Notably, one outlier achieved an F1-score of approximately 83%. To further understand model performance broken down by class, we present the mean recall confusion matrix over the 22 folds of cross-validation (Fig. S5C). Most misclassifications occurred between REM/paradoxical sleep and wakefulness. For each sample, our model outputs a probability distribution over all possible stages; therefore, we can quantify the model’s confidence in predicting a certain class. For each fold, we took the average confidence of the model and compared this to the macro F1-score for that recording (Fig. S5B). Linear regression between these two variables suggested a positive relationship between the model’s average confidence and the model’s performance. We investigated the proportion of recording time that each stage constituted as well as the proportion of total EEG recording time predicted by the model (Fig. S5D). We performed linear regression between the SPINDLE reference values and predicted values for all combinations of classes and all three parameters (Fig. S4). Strong positive linear correlation was confirmed for all combinations of classes and parameters. A common method of visualizing sleep stages for a given EEG recording is a hypnogram (a graph with a time-based domain and a discrete range typically consisting of states of vigilance or sleep stages). The reference hypnogram is shown in Fig. S6A and our model’s predicted hypnogram is shown in Fig. S6B. Further, the EEG signal that constitutes the input to the model is shown in Fig. S6C. Lastly, the predicted probability distribution over all stages by the model for the EEG signal is shown in Fig. S6D. We took the highest probability as the predicted class, and the minimum confidence with which our model could predict a certain class was slightly above 0.33. The region from epoch 150 to epoch 250 on Fig.

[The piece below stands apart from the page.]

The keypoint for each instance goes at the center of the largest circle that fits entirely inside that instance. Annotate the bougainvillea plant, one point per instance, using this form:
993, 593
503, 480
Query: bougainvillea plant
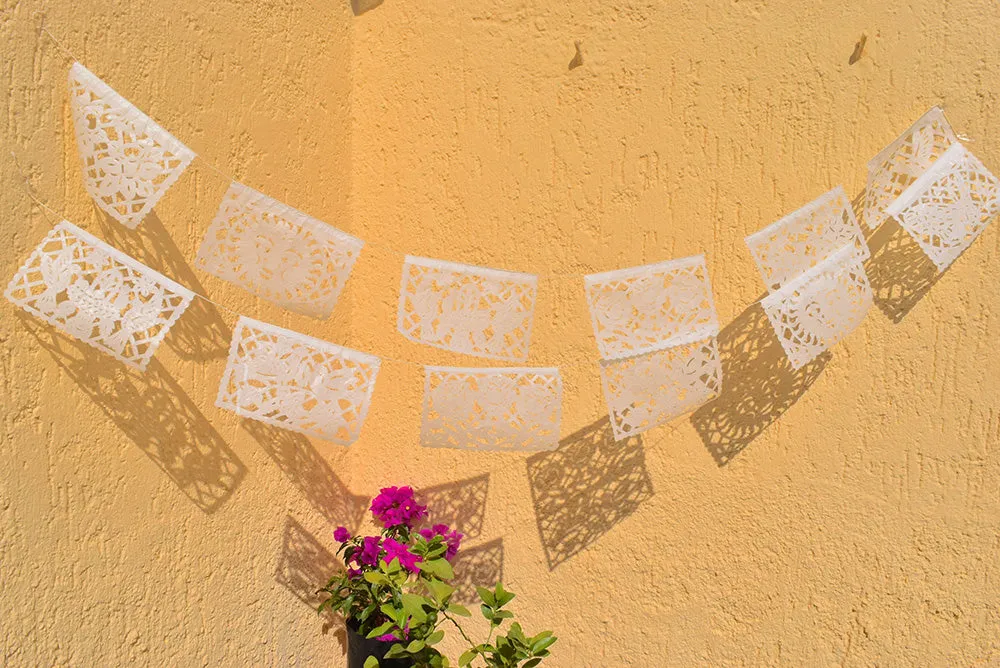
396, 588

S6D shows where the network was almost 100% confident.

SnoozyRat dataset

SnoozyRat dataset was conducted in a cohort of rats to evaluate our novel sleep scoring network against two separate expert scorers (Expert A and Expert B). Correlational analysis confirmed robustness of our sleep scoring network, evaluating vigilance state durations, bout numbers, and average bout duration across 24 h. Evaluation of the data across 24 h provides support for the accuracy of the sleep scoring network across light-dark phases. Importantly, we demonstrate significant correlation between Expert A and Expert B scoring. Data are shown in Figs S7, S8, S9, and S10.

SleepyRat dataset

The SleepyRat dataset was conducted in a cohort of rats to evaluate our novel sleep scoring network. We evaluated vigilance state durations and architecture comparing the findings of LSTM scored data to an expert human (Expert C; a different expert from Project Aurora and SnoozyRat datasets). We presently focused on evaluating the data in 1-hr bins during the early light phase, wherein rats typically accumulate the largest proportion of sleep. We selected the SleepyRat dataset for our validation because the animals were handled by an experimenter at ZT0, thereby their transition to sleep was disrupted at the start of the light phase. As can be seen in Fig. 3, the REM sleep duration was on average less than a minute during the first hour (ZT 0–1) due to the experimental handling. However, in the subsequent hours of our analysis, sleep rebound occurred, wherein a significant increase in NREM sleep and REM sleep duration is noted by both the LSTM sleep scoring network and Expert C human scoring. Importantly, we determined no significant differences in the data due to scoring (Table 2 and Fig. 3), but found significant impact of time of day, ZT, on vigilance state duration and architecture (bout number and average duration of vigilance bouts) parameters. Post-hoc Šídák’s multiple comparisons test revealed significant differences between ZT 0–1 and subsequent time bins for parameters showing a main effect of ZT. Notably, LSTM and Expert C scoring showed consistent findings on the impact of time on vigilance state duration and architecture parameters (Fig. 3). Additionally, as shown in Fig. S11, a separate analysis using a two-way RM ANOVA with post-hoc Dunnett test confirmed no significant differences between LSTM and human scoring for these parameters, further validating the robustness of our LSTM scoring network.

**Fig. 3: Sleep-wake duration and architecture data do not significantly differ between LSTM sleep scoring network and human expert scoring of SleepyRat dataset.**

Table 2 Results of SleepyRat dataset statistical analysis comparing LSTM scoring and human Expert C scoring.

Full size table

Discussion

The gold standard for sleep staging involves a trained human expert manually annotating PSG, typically using EEG and EMG signals, to classify sleep stages. Developing a reliable, automated algorithm for sleep staging is critical for improving the efficiency of EEG signal processing. An automated method that uses only single-channel EEG recordings would provide a significant advancement by reducing the need for multi-channel recordings and manual annotations.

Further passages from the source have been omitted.